Instructions for Completing Form WB-APP

Section A: Applicant's Information

    Questions 1-3: Provide the following information about yourself:
     First and last name, and middle initial, and social 
security number;
     Complete address, including city, state and zip code;
     Telephone number and, if available, an alternate number 
where the whistleblower can be reached; and
     E-mail address.

Section B: Attorney's Information

    If the whistleblower is represented by an attorney in this 
matter, provide the information requested.

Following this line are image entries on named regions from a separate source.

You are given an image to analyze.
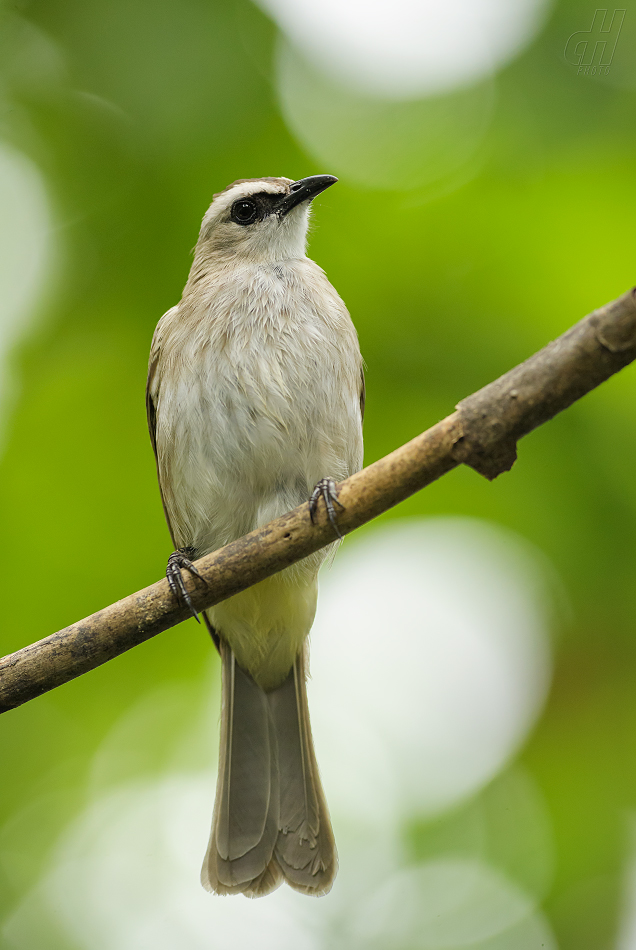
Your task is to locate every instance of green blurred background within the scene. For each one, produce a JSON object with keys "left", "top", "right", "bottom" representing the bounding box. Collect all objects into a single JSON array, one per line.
[{"left": 0, "top": 0, "right": 636, "bottom": 950}]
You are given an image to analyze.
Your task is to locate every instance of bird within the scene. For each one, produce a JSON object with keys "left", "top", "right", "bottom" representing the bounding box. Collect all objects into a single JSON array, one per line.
[{"left": 146, "top": 175, "right": 365, "bottom": 898}]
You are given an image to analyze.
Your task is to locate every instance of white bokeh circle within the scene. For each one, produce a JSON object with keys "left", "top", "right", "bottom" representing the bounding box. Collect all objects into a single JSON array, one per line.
[
  {"left": 309, "top": 518, "right": 550, "bottom": 820},
  {"left": 258, "top": 0, "right": 548, "bottom": 99}
]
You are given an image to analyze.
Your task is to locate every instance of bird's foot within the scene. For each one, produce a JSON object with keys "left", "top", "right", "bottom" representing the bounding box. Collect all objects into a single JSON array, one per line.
[
  {"left": 166, "top": 548, "right": 207, "bottom": 623},
  {"left": 309, "top": 478, "right": 344, "bottom": 538}
]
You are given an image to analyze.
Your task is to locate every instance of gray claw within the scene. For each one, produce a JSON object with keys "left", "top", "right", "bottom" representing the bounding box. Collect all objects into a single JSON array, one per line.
[
  {"left": 309, "top": 478, "right": 344, "bottom": 538},
  {"left": 166, "top": 548, "right": 207, "bottom": 623}
]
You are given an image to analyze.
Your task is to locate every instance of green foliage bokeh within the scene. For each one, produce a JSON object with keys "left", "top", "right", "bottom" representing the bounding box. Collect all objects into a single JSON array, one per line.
[{"left": 0, "top": 0, "right": 636, "bottom": 950}]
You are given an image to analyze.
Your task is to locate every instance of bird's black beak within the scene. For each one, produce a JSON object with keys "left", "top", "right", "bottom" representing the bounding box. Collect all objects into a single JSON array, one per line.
[{"left": 274, "top": 175, "right": 338, "bottom": 216}]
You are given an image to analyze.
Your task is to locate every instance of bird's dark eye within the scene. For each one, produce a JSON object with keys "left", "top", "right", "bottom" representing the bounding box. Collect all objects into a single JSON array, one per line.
[{"left": 230, "top": 198, "right": 258, "bottom": 224}]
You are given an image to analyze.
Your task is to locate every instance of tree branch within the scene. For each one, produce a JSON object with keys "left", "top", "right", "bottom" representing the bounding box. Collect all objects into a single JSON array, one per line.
[{"left": 0, "top": 288, "right": 636, "bottom": 712}]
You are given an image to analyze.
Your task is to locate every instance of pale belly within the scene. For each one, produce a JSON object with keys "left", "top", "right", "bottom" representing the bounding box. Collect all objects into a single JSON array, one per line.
[{"left": 157, "top": 326, "right": 362, "bottom": 688}]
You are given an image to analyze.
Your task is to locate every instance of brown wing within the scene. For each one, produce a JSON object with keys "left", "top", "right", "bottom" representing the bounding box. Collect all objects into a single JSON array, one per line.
[
  {"left": 146, "top": 340, "right": 177, "bottom": 549},
  {"left": 360, "top": 369, "right": 367, "bottom": 422}
]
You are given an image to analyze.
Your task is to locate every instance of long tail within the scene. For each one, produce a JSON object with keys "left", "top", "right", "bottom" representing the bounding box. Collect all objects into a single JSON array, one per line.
[{"left": 201, "top": 641, "right": 338, "bottom": 897}]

If the whistleblower is 
not represented by an attorney in this matter, leave this Section 
blank.
    Questions 1-4: Provide the following information about the 
attorney representing the whistleblower in this matter:
     Attorney's name;
     Firm name;
     Complete address, including city, state and zip code;
     Telephone number and fax number; and
     E-mail address.

Section C: Tip/Complaint Details

    Question 1: Indicate the manner in which the whistleblower's 
original information was submitted to the CFTC.
    Question 2a: Include the TCR (Tip, Complaint or Referral) number 
to which this claim relates.
    Question 2b: Provide the date on which the whistleblower 
submitted the whistleblower's information to the CFTC.
    Question 2c: Provide the name of the individual(s) or entity(s) 
to which the whistleblower's tip, complaint, or referral related.

Section D: Notice of Covered Action

    The process for making a claim for a whistleblower award begins 
with the publication of a ``Notice of a Covered Action'' on the 
Commission's Web site. This Notice is published whenever a judicial 
or administrative action brought by the Commission results in the 
imposition of monetary sanctions exceeding $1,000,000. The Notice is 
published on the Commission's Web site subsequent to the entry of a 
final judgment or order in the action that by itself, or 
collectively with other judgments or orders previously entered in 
the action, exceeds the $1,000,000 threshold required for a 
whistleblower to be potentially eligible for an award. The 
Commission will not contact whistleblower claimants directly as to 
Notices of Covered Actions; prospective claimants should monitor the 
Commission Web site for such Notices.
    Question 1: Provide the date of the Notice of Covered Action to 
which this claim relates.
    Question 2: Provide the notice number of the Notice of Covered 
Action.
    Question 3a: Provide the case name referenced in Notice of 
Covered Action.
    Question 3b: Provide the case number referenced in Notice of 
Covered Action.

Section E: Claims Pertaining to Related Actions

    Question 1: Provide the name of the agency or organization to 
which the whistleblower provided the whistleblower's information.
    Question 2: Provide the name and contact information for the 
whistleblower's point of contact at the agency or organization, if 
known.
    Question 3a: Provide the date on which that the whistleblower 
provided the whistleblower's information to the agency or 
organization referenced in question E1.
    Question 3b: Provide the date on which the agency or 
organization referenced in question E1 filed the related action that 
was based upon the information the whistleblower provided.
    Question 4a: Provide the case name of the related action.
    Question 4b: Provide the case number of the related action.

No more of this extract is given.